Coinbase doesn't actually do this, of course. When they rolled out their "liquidity protection" feature they explicitly promised to never overcommit inputs, and since they are regulated, law-abiding businesses we just have to look at the track record of financial regulations and their outcomes to know we have nothing to worry about.
Also they bribed a bunch of "Bitcoin journalists" to label anyone who points out the potential for, and strong incentives to create, undetectable fractional reserves as a "conspiracy theorist."
There's another way that Bob's wallet can apparently make his life easier while reducing his security. Remember that step 3 of the micropayment channel creation process requires an on-chain transaction. There's nothing about step 4 that inherently requires that transaction to confirm in the blockchain prior to adjusting the refund transaction. After all, until it's broadcast the refund transaction is a purely private contract between Coinbase and Bob.
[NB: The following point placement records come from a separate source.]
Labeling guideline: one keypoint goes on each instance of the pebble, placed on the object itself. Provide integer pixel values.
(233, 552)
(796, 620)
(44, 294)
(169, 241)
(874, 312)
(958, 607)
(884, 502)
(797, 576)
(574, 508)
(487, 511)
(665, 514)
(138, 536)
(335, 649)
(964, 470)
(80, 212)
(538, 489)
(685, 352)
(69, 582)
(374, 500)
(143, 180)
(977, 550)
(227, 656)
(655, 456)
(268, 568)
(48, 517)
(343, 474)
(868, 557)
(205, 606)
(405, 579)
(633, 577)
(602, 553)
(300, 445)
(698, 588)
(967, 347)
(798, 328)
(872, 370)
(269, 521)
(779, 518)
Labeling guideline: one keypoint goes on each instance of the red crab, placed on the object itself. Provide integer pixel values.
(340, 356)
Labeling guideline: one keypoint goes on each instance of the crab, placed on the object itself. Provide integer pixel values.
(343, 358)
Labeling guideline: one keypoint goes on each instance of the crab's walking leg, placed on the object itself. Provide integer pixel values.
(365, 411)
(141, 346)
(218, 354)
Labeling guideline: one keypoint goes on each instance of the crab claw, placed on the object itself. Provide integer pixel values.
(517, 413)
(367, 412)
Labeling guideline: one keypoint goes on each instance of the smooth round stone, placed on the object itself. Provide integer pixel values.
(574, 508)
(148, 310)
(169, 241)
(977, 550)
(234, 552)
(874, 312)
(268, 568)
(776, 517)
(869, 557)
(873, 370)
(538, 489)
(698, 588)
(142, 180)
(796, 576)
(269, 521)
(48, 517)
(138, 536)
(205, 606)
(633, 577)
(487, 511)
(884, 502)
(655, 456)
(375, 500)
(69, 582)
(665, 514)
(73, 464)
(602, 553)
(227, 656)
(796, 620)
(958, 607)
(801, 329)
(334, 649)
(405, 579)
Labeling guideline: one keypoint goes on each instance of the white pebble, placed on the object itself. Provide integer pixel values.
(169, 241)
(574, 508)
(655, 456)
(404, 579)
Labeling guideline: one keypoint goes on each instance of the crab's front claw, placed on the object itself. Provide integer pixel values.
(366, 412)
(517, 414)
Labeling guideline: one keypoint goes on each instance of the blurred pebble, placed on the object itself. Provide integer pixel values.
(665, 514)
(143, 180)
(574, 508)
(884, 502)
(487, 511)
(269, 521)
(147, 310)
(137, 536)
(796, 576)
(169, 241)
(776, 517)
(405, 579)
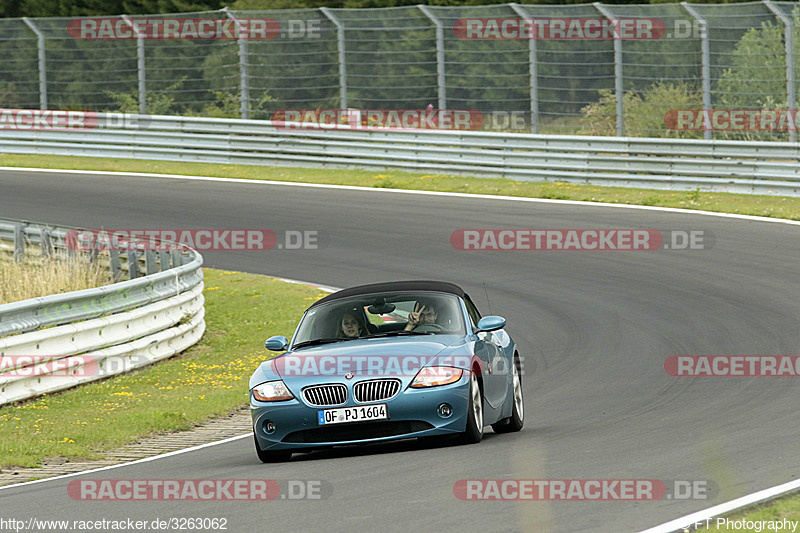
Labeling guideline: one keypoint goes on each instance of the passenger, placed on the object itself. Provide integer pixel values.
(424, 313)
(350, 326)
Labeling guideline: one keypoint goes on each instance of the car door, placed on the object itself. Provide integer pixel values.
(489, 348)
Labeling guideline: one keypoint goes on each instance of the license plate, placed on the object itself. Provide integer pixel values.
(352, 414)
If his client is being as safe as possible, it will wait to allow him to use the channel until the funding transaction has confirmed. However, this is another UX problem that Coinbase has a strong incentive to avoid. In order to be as convienient as possible, his LN client could allow him to start using the channel immediately. In fact, in keeping with user interface trends the app designer might decide to never show Bob the confirmation status of the funding transaction at all (it's a low-level detail he doesn't need to worry about).
What if the funding transaction never confirms at all? How long could Bob's wallet work for him before he notices a problem?
The answer is - he'll never notice any problem whatsoever until he tries to close the channel.
What if channel closure is highly discouraged by high on-chain transaction fees, and eventually becomes so uncommon that LN apps actually drop that functionality entirely? Bob could use his LN client for the rest of his life blissfully unaware that he doesn't actually own any bitcoins at all.